Last year's championship runner-up, Eli Evans, younger brother of Simon, will be back in his Group N Subaru Impreza WRX STI, and with a full season of running at the front of the ARC field under his belt, he is sure to be a man to watch.
Two other 'young men in a hurry' will also push hard for podium finishes. Brendan Reeves finished the 2008 rally season by finishing a brilliant third in the international Fiesta shoot-out in the UK, a competition that pitted the world's best young drivers against each other in a series of tests both inside and outside the rally car.
Reeves, who finished second outright in Rally Burnie (behind Jim Richards) in 2007, will step back into a Les Walkden Rallying Impreza WRX STI, and could well be a real victory chance.
Similarly, fellow Victorian, Glen Raymond, has come off his most successful season at ARC level, and with a fast and reliable Group N(P) Corolla, he's expecting even bigger things in 2009. Raymond capped last season off by winning the CAMS Motorsport Personality of the Year award, so his confidence will be sky high.
Both Spencer Lowndes and Justin Dowel will be driving their Lancer Evo IX's.
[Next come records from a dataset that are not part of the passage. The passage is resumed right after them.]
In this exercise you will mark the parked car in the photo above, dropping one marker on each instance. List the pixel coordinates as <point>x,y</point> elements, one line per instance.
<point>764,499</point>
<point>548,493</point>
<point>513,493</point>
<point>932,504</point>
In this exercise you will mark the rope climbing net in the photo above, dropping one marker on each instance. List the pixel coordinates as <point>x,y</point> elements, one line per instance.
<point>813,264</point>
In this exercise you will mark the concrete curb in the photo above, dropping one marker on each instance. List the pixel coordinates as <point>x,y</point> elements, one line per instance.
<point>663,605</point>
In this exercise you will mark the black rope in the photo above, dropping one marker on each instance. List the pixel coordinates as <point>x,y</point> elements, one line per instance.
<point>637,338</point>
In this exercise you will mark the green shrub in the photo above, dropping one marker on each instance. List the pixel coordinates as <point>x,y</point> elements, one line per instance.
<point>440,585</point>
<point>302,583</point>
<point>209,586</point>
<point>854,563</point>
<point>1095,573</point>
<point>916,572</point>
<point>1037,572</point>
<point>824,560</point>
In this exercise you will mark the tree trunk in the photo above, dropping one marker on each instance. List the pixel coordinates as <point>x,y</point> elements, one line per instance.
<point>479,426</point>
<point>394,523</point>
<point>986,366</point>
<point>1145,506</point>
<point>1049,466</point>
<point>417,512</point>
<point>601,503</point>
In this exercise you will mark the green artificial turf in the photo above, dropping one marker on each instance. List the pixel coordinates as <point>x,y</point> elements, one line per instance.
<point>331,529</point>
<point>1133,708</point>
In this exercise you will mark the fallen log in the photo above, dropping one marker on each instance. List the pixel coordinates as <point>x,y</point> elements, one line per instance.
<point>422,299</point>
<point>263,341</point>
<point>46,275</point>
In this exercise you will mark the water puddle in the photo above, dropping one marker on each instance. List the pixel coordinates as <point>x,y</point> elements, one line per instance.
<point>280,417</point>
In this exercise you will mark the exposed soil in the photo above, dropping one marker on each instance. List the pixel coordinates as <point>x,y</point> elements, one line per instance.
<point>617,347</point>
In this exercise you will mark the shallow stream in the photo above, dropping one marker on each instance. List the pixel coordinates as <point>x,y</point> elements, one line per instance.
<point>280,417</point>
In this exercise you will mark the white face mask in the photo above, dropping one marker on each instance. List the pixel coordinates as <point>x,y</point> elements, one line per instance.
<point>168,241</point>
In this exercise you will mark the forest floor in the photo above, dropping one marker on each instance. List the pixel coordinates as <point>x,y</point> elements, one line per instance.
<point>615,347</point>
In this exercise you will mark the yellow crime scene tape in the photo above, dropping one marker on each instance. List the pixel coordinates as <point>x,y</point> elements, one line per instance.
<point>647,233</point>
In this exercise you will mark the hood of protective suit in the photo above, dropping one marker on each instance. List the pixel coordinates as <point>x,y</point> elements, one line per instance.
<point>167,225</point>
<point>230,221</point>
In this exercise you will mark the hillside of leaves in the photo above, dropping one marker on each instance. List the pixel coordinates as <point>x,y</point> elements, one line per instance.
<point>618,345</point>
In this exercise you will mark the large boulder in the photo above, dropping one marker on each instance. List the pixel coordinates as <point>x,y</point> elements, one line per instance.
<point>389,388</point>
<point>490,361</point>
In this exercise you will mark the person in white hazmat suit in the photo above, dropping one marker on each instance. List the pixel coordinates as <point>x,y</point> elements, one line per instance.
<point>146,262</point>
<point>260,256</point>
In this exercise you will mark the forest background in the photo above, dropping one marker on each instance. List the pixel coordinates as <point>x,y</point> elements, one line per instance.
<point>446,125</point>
Lowndes was on target for a podium finish in last October's Tasmanian Tarmac Challenge until a crash late on the final day, while Dowel is quickly emerging as a driver to watch.
Herridge, the former Subaru Rally Team Australia driver, spends many months each year competing internationally and throughout Asia, and he will be very competitive in his new-model Impreza WRX STI.
2004 and 2007 Targa Tasmania winner, Tony Sullens, will also be in a Subaru, and he regularly shows his pace on these roads, so the list of potential ARC winners grows to eight.
Rally Tasmania is the only tarmac round of the Australian Rally Championship, and presents many new challenges to competitors.
Different tyre and suspension combinations, and different driving techniques all add to the mystique of the event, and crews who don't get their set-up right from the first stage will be well behind the eight ball.
The ARC cars will start the event behind the Modern and Classic crews, but the action will be no less intense. The first round of six this year, all crews will be out to prove a point and try to set up their season.
Rally Tasmania starts on Friday afternoon with three stages to kick off the event. Saturday is the rally's biggest day, with eight stages over 116 competitive kilometres, while a further eight stages (72 kilometres) make up Sunday's schedule.